Particularly I’ve noticed how sentimental I am these days. I find myself drawn to movies of times gone by and feeling nostalgic for decades before I was born.  I long for the days when time was slower and we connected with people in order to while away the hours instead of grabbing the first electronic device that’s handy. Yes, that means Little House on the Prairie is on my mind. Maybe even a bit of Anne of Green Gables too. Sappy I know!

But have you stopped and gotten sentimental lately? The stroll down memory lane, while marked with a stray tear, is mostly a soulful and joyful one. Here’s the stops on my sentimental journey this week:

* I dug up the bears that I had made with the small recorder in its paw to capture the voices of my children when they were about 10 and 12. To hear my deep-voiced son’s sweet “I love you mom” from before his voice changed stopped me in my tracks. He laughed and I cried. Yep, got a hug out of him too.

* I saw some current holiday pictures from my cousin and just had to call my aunt to tell her I love her. She’s a sweet presence in my life that was missing for many years after being adopted and trying to find my way. Glad she’s back and I’m blessed to have her. Needless to say she’s a wealth of information and just hearing her talk about my heritage, the things I don’t know or can’t remember makes me wide-eyed with curiosity. Maybe I’ll dig out that Ancestry.com family tree again.

* I ran across a picture from my early career days. It was a group shot from a dept. picnic. First let me say – I miss that young body and undyed hair! And after I got finished chuckling about the changes I’ve weathered physically (including the big framed glasses and 80’s hair), I lingered on the faces of so many colleagues from days gone by. It hit me that these people who I had seen day in and day out for several years, whose stories and family and work woes I knew so well were so very far, far away. I don’t know where most of them are, but I looked at that picture with fondness and melancholy. Hello old friends – I wish you well!

* I was in a discussion about the company I work for with some long-time friends. We laughed about the days when the “business lunch” was really a few cocktails at lunch and no-one was fired. We were secretaries instead of administrative assistants. We knew how to type with carbon paper and no-one knew what email was. Why the heck would we want to talk to someone on the computer when we could just walk down the hall anyway?

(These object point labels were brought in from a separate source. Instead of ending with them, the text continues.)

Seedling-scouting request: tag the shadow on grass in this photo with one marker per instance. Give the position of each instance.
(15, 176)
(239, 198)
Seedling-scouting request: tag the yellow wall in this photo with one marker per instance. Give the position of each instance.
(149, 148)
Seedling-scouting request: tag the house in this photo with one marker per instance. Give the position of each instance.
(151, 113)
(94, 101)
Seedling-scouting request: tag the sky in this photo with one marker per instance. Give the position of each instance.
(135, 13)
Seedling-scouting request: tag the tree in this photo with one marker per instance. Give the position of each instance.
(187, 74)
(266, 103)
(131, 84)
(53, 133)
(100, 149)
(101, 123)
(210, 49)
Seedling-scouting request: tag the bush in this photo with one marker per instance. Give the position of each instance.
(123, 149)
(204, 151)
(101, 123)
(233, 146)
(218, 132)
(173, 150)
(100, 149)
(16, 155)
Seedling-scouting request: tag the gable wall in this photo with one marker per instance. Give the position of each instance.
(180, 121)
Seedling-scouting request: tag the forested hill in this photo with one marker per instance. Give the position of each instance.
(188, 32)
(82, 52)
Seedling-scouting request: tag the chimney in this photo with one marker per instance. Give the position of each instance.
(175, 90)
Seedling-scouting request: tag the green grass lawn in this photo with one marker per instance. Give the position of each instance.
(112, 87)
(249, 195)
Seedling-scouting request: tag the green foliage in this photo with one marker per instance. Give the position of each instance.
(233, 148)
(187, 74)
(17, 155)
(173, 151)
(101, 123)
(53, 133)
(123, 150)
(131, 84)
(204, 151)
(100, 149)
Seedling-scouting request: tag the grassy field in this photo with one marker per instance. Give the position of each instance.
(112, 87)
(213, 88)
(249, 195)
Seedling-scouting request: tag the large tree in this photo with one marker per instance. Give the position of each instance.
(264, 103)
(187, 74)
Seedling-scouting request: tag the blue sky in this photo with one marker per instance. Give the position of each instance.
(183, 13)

* A friend I haven’t talked to since high school suddenly popped up to chat on Facebook. It was fun to catch up but seriously, I’m realizing I have forgotten half the details of my youth. Just goes to show you that we only remember moments in time and luckily we can fill each other in on the ones we’ve forgotten. That was fun.

Yes, friends,my sentimental journey is in full swing. Join me will you? Next stop coming up soon. Oh yeah, and wear your glasses so you don’t put out your eye with that moon!